Yes, I slice green cabbage (and carrots if I have them) super thin and use that instead. It’s just as good and sometimes even fresher.
Is this recipe low-carb?
It is! There’s no rice or noodles—just veggies and protein. I often enjoy it as-is or serve it over cauliflower rice for a more filling meal.
What’s the best protein to use?
I usually go with ground chicken, but turkey, pork, or beef all work great. I’ve even made it with crumbled tempeh for a plant-based option.
Can I make it spicier?
Absolutely. I add more sriracha or a spoonful of chili garlic paste. Sometimes I slice in a fresh chili for even more heat.
How can I meal prep this?
I make a double batch and portion it into containers. It holds up really well in the fridge, and I just microwave when I need a quick lunch or dinner.
Conclusion
This healthy chicken egg roll in a bowl is a total weeknight winner. It’s fast, nourishing, and packs all the bold flavors I love without the fried wrapper. Whether I’m eating clean or just want something easy and delicious, this one-pan wonder never lets me down.

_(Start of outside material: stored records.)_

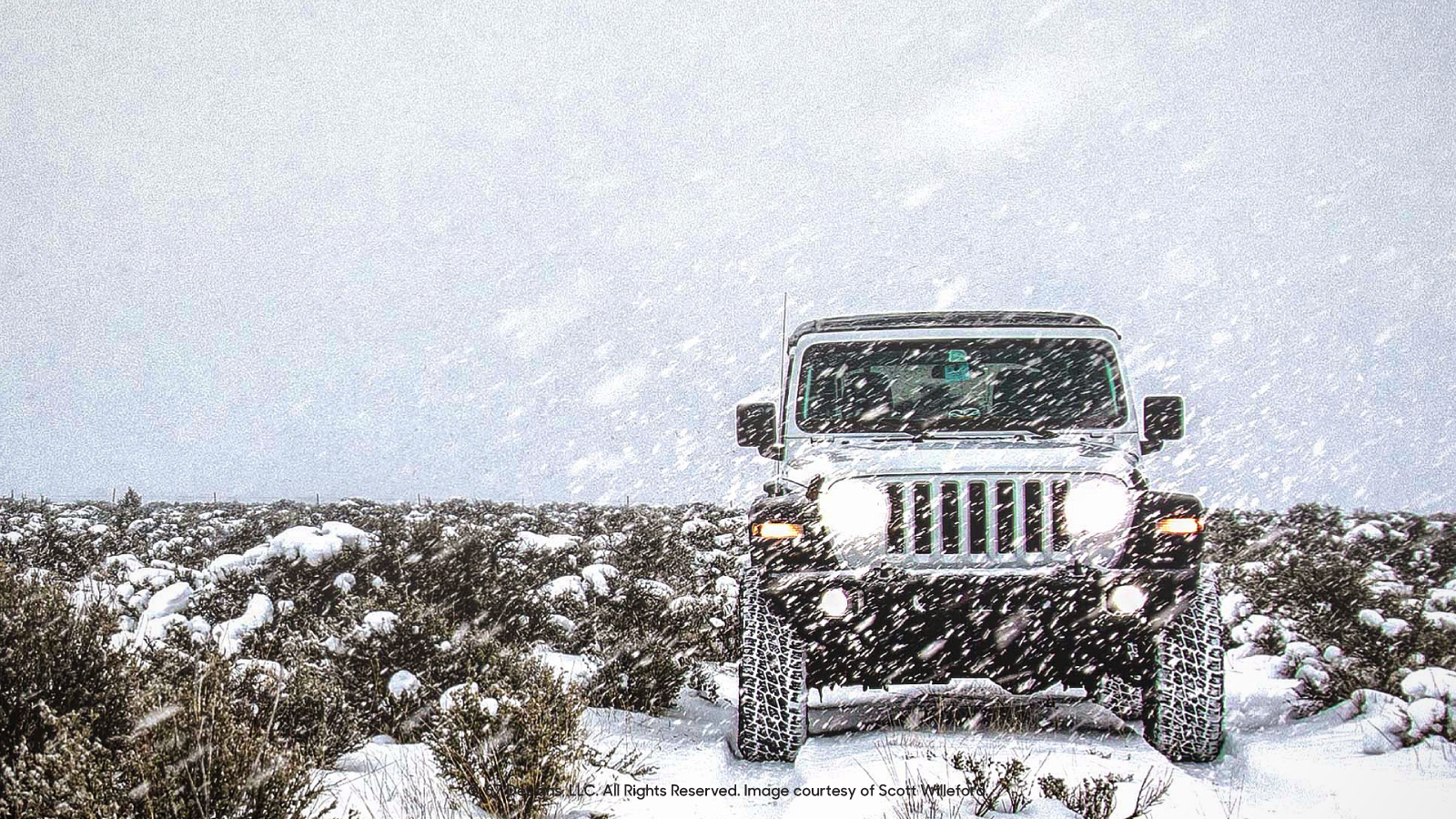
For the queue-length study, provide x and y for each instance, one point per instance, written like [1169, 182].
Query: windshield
[960, 385]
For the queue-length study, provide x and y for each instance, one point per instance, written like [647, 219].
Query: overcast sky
[539, 254]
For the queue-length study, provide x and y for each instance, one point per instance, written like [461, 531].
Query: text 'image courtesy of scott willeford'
[910, 410]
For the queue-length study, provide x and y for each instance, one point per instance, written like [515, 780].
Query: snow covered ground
[1273, 765]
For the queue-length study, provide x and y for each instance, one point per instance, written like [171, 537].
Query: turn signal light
[1179, 526]
[776, 531]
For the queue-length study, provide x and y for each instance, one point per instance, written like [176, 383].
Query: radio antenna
[784, 376]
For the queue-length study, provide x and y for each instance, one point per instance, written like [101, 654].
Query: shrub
[644, 676]
[514, 745]
[200, 751]
[1091, 799]
[55, 663]
[72, 777]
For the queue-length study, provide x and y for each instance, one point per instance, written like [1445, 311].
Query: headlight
[854, 509]
[1097, 506]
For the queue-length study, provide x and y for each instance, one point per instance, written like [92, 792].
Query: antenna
[784, 375]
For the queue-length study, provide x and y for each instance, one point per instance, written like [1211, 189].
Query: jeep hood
[844, 458]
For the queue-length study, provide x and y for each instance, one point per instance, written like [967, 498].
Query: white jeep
[961, 497]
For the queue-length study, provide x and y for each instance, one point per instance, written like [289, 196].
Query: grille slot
[924, 525]
[977, 522]
[950, 518]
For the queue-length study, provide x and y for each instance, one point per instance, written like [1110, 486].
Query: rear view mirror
[757, 428]
[1162, 420]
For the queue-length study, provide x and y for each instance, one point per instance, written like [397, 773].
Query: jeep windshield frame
[953, 383]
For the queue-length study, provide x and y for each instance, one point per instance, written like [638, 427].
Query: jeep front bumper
[1024, 630]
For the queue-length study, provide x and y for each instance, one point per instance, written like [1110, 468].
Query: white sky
[539, 254]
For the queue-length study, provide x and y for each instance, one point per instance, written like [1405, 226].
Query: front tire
[772, 703]
[1184, 719]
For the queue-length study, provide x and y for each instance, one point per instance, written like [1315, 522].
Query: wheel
[1120, 697]
[1184, 719]
[772, 703]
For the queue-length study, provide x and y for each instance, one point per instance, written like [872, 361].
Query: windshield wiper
[1034, 430]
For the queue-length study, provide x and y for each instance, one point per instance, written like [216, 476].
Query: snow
[448, 698]
[150, 576]
[1426, 713]
[226, 564]
[601, 576]
[379, 622]
[402, 683]
[230, 632]
[266, 673]
[546, 542]
[1273, 765]
[1431, 682]
[349, 533]
[1366, 531]
[654, 588]
[1372, 618]
[169, 601]
[310, 544]
[565, 586]
[157, 629]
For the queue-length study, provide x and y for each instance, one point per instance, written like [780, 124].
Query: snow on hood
[842, 458]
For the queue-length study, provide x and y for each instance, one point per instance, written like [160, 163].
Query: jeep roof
[945, 318]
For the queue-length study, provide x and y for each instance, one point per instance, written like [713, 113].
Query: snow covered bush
[72, 775]
[1349, 605]
[510, 745]
[57, 671]
[200, 751]
[644, 676]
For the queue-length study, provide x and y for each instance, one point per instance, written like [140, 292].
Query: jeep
[960, 494]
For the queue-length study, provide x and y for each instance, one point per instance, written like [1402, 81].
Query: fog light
[1179, 525]
[778, 531]
[1126, 599]
[834, 602]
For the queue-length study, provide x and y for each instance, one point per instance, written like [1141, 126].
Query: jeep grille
[979, 521]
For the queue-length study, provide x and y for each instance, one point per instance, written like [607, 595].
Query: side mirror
[1162, 420]
[757, 428]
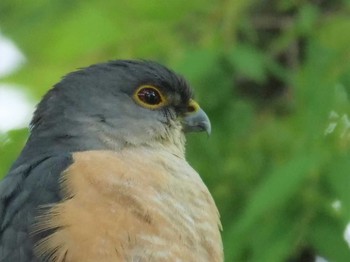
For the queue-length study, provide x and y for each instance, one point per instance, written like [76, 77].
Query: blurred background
[273, 76]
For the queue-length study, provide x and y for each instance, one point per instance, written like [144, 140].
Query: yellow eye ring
[149, 97]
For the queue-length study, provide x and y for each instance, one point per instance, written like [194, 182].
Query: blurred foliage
[274, 77]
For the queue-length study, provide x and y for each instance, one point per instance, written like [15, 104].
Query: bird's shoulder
[27, 188]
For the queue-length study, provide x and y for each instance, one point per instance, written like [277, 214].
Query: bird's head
[118, 104]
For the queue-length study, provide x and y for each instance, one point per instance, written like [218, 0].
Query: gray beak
[197, 120]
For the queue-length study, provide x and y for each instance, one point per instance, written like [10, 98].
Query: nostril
[191, 109]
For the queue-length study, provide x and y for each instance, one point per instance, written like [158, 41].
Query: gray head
[115, 105]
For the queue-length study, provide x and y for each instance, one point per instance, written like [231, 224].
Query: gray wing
[25, 189]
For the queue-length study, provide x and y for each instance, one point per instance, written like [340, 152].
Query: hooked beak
[196, 120]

It’s a keeper in my kitchen rotation.
Print
Healthy Chicken Egg Roll in a Bowl Recipe – Quick & Easy Dinner
- Prep Time: 5 minutes
- Cook Time: 15 minutes
- Total Time: 20 minutes
- Yield: 4 servings
- Category: Dinner, Main Course
- Method: Stovetop
- Cuisine: Asian-Inspired
- Diet: Gluten Free
Description
This healthy chicken egg roll in a bowl is a quick, easy, and low-carb dinner packed with flavor. Made with ground chicken, cabbage, and a savory ginger-garlic sauce, it delivers all the taste of a classic egg roll—minus the wrapper. A one-pan, 20-minute meal perfect for busy weeknights and meal prep.
Ingredients
- 1 lb ground chicken
- 1 tbsp olive oil or sesame oil
- 3 cloves garlic, minced
- 1 tbsp fresh ginger, grated
- 1 small onion, diced
- 4 cups coleslaw mix (shredded cabbage and carrots)
- 3 tbsp soy sauce or coconut aminos
- 1 tbsp rice vinegar
- 1 tsp sriracha or chili garlic sauce (optional)
- 2 green onions, sliced
- Sesame seeds (optional, for garnish)
Instructions
- Heat oil in a large skillet over medium-high heat. Add onion and sauté until softened, about 2–3 minutes.
- Add ground chicken and cook, breaking it up with a spatula, until fully browned.
- Stir in garlic and ginger, cooking for 1 minute until fragrant.
- Add coleslaw mix and stir-fry for 5 minutes, until cabbage is tender but still crisp.
- Pour in soy sauce, rice vinegar, and sriracha (if using). Stir to combine and let simmer for 2–3 minutes.
- Remove from heat and top with green onions and sesame seeds. Serve hot, with an optional drizzle of sesame oil.
Notes
- Swap ground chicken for ground turkey or tofu.
- Use fresh shredded cabbage and carrots instead of pre-made mix.
- Add more veggies like mushrooms, bell peppers, or snap peas.
- For keto, use cabbage-only mix and skip carrots.
- Garnish with crushed wonton strips or chopped cashews for added crunch.